With the limited scope of possible inputs, we could get away with overloading our function. This way we can hardcode each description with a concrete type.

declare function fixture(what: "single user"): User;
declare function fixture(what: "user list"): User[];
declare function fixture(what: "single order"): Order;
declare function fixture(what: "order list"): Order[];

fixture("single user") // User
fixture("order list")  // Order[]

We can achieve the same with template literals and referencing Entities by key.

declare function fixture<
  K extends keyof Entities,
  T extends `${K} list` | `single ${K}`
>(what: T): T extends `single ${infer R}`
  ? R extends K
    ? Entities[R]
    : never
  : T extends `${infer R} list`
  ? R extends K
    ? Entities[R][]
    : never
  : never;

fixture("single user") // User
fixture("order list")  // Order[]

The major difference from the previous example is that now the inferred variable is used as a key. Although for us it's clear it can be either "user" or "order", this requires an additional condition to make sure R is a subtype of keyof Entities.

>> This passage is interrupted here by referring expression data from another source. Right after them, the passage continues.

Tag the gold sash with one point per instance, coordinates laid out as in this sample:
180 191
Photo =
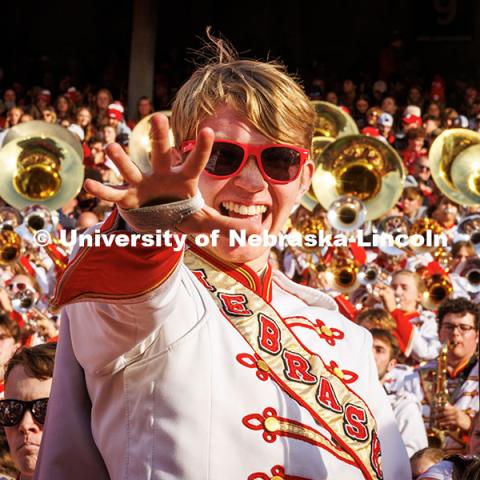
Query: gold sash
300 373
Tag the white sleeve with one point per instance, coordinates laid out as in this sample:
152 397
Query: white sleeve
439 471
410 422
425 343
106 335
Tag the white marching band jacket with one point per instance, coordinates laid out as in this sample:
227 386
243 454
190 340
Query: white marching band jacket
198 369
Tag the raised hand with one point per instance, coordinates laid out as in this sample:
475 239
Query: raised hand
170 179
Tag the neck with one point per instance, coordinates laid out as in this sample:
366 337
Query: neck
454 363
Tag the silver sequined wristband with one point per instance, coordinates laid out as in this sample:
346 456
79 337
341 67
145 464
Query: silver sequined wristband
163 216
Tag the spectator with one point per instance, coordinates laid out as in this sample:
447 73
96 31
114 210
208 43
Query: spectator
28 380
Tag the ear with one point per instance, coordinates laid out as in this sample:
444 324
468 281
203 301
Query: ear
305 179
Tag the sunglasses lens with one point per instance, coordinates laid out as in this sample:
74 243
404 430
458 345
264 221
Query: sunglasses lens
281 163
39 410
11 412
225 159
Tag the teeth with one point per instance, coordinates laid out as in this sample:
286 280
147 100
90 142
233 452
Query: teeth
243 209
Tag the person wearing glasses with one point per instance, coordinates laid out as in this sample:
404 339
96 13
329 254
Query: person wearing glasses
28 380
457 325
205 363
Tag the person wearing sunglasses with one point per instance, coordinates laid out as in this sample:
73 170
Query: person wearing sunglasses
182 365
28 380
458 326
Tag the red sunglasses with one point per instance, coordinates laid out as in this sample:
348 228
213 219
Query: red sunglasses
278 163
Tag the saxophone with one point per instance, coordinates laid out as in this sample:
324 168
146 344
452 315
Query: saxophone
439 398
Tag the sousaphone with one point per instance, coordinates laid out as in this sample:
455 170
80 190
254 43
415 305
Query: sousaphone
455 165
331 122
363 167
40 164
140 143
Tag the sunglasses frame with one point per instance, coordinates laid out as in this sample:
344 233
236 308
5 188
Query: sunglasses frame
255 150
26 405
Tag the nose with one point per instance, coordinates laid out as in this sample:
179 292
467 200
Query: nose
28 424
250 178
397 290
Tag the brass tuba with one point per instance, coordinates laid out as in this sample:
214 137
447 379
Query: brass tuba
41 164
455 165
363 167
331 122
437 289
140 142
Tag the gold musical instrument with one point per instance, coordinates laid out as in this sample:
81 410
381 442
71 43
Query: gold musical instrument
470 225
470 270
455 165
391 227
10 218
347 213
331 122
422 227
342 273
363 167
41 163
439 398
140 142
437 289
309 201
11 247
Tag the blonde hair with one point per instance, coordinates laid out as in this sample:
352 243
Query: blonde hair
262 92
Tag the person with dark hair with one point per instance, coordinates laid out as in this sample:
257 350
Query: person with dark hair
425 458
458 328
405 405
10 340
28 380
416 328
203 362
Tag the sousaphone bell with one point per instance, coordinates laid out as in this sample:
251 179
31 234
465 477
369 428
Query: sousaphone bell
455 165
140 142
40 164
363 167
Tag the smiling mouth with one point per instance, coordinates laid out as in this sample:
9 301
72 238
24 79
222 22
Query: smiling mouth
238 210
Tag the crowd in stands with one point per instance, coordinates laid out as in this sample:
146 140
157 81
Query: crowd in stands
408 330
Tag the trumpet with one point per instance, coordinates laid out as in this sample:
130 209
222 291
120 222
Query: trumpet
342 273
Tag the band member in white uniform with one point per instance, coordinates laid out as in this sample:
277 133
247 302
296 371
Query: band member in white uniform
202 363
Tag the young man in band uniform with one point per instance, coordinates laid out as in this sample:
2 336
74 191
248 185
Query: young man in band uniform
205 363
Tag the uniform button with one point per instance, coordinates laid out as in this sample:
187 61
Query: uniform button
326 331
261 365
271 424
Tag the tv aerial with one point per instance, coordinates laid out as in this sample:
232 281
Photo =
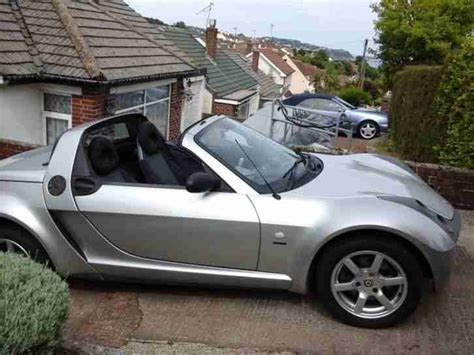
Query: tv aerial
207 8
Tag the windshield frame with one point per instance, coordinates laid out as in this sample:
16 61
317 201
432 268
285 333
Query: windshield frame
300 179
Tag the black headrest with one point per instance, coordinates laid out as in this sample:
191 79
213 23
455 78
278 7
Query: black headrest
103 156
149 138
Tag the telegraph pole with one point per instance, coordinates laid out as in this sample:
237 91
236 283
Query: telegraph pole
362 66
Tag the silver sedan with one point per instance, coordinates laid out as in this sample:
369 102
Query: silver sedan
226 206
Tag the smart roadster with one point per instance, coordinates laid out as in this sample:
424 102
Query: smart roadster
226 206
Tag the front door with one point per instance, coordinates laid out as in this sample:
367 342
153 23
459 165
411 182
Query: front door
172 224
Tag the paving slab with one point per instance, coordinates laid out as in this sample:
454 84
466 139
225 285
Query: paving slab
151 319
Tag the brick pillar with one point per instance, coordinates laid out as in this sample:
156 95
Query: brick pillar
91 105
176 105
224 109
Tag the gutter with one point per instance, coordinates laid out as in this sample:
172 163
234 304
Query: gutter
57 79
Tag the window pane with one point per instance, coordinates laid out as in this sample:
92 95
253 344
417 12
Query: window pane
57 103
158 93
129 99
54 128
320 104
158 115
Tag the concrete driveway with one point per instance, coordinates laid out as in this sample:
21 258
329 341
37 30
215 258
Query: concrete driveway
151 319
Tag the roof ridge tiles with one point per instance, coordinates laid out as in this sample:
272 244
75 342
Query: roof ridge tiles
32 50
82 48
139 31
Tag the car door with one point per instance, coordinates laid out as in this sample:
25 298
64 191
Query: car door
323 106
169 223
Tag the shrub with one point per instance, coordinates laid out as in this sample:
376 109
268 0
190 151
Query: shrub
455 104
355 96
34 303
415 126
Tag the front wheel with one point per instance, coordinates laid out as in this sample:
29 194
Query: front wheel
368 129
370 282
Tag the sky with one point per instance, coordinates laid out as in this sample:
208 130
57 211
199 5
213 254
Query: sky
340 24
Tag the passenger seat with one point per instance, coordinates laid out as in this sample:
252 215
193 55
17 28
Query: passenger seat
155 158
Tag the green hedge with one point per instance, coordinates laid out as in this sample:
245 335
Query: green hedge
416 128
355 96
34 304
456 105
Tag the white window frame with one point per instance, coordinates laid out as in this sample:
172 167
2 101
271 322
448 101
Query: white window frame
54 115
145 104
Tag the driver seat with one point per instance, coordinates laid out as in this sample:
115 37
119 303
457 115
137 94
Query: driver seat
154 156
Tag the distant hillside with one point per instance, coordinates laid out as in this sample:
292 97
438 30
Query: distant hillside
335 54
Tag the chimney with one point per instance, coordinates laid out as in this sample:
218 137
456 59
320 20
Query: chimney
211 39
249 47
255 58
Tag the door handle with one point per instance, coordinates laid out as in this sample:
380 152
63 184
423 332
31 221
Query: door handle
83 186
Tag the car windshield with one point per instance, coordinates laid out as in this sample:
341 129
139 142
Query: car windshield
250 155
345 103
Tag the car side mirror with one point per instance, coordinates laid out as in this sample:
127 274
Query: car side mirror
202 182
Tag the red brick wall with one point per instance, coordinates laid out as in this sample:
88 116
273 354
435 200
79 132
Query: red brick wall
224 109
9 148
90 106
455 185
176 104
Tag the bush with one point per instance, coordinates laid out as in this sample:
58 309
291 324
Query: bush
355 96
34 303
416 128
455 104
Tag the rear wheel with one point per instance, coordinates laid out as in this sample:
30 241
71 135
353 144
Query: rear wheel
369 281
14 239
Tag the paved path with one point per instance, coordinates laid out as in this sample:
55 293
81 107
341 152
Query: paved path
182 320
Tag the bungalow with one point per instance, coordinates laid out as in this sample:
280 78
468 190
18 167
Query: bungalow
63 63
271 63
229 90
268 89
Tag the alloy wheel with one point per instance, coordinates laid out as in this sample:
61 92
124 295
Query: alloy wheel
369 284
368 130
10 246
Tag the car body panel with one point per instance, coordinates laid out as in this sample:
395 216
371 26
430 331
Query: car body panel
276 240
354 115
193 228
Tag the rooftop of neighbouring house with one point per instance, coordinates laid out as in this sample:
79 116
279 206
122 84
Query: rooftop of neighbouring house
268 88
308 70
276 58
225 76
84 41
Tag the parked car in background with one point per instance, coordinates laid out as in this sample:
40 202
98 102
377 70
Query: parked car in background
366 123
227 206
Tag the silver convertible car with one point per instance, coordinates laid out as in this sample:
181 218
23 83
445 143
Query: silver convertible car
226 206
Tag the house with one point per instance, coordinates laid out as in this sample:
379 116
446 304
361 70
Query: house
64 63
229 90
268 89
302 80
271 63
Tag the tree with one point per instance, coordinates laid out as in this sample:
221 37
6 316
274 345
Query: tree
180 24
420 32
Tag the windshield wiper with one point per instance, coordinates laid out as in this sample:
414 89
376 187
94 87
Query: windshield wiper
274 193
291 172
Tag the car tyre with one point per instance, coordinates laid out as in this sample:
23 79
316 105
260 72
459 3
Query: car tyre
368 129
17 240
398 262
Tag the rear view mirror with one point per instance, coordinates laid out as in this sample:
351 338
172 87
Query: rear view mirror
202 182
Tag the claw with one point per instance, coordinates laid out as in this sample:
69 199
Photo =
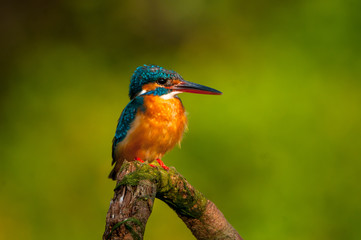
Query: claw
161 163
138 159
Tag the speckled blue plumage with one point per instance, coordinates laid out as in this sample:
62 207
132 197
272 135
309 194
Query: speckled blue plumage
126 118
147 74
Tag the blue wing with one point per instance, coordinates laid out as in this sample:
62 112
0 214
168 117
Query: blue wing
125 121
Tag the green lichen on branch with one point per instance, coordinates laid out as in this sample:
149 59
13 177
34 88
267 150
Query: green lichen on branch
172 188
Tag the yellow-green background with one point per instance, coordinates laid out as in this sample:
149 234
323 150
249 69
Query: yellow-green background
279 152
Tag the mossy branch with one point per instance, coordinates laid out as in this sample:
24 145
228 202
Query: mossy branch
137 186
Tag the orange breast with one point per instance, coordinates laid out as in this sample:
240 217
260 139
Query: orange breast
155 131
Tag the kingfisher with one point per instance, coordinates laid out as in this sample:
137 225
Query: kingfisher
154 120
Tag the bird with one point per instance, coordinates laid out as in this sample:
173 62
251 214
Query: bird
154 120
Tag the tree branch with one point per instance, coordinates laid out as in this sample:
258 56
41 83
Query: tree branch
137 186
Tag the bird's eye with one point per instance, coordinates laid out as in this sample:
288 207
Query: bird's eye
162 81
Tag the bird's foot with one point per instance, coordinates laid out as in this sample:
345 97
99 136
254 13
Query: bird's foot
161 163
138 159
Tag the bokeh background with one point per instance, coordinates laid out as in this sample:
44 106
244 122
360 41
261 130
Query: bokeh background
279 153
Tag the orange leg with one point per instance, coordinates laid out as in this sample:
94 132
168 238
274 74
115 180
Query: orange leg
161 163
140 160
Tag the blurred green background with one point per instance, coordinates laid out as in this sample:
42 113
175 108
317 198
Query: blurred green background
279 153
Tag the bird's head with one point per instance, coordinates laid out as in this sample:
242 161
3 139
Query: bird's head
164 82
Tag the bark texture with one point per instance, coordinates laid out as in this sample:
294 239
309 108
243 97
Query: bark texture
137 186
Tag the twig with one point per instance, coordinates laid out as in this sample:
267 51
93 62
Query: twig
137 186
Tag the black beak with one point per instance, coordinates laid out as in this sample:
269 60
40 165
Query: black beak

The new requirement is to support fixtures that accept modifiers. That means that we can use the fixture function like this:

fixture("random order list");   // Order[]
fixture("invalid single user"); // User

Fun stuff, right? The Entities will now consist of factory functions for each type. The fixture function is going to use a modifier for type substitution.

type MatchingModifier = "" | "random " | "invalid "
type Modifier = TrimRight<MatchModifier>;

interface Entities {
  user: (modifer: Modifier) => User;
  order: (modifer: Modifier) => Order;
}

declare function fixture<
  K extends keyof Entities,
  T extends `${MatchModifier}${K} list` | `${MatchModifier}single ${K}`
>(what: T): T extends `${MatchModifier}single ${infer R}`
  ? R extends K
    ? ReturnType<Entities[R]>
    : never
  : T extends `${MatchModifier}${infer R} list`
  ? R extends K
    ? ReturnType<Entities[R]>[]
      : never
  : never;

const orders = fixture("random order list");   // Order[]
const user   = fixture("invalid single user"); // User

Conclusion

Template literals are a powerful feature, often easier to use than it looks at the first sight. Most of the time, it's splitting and concatenating strings based on simple conditions. When overused, template literals, can give your IDE a hard time as they can get quite complex and CPU consuming, especially when combined with recursion. Complex types are also not going to be a lot of fun to maintain unless you're really interested in TypeScript's type system.

For more examples, you can check out my implementation of the set function type you might know from lodash. There's also ghoullier/awesome-template-literal-types repository that has more interesting examples.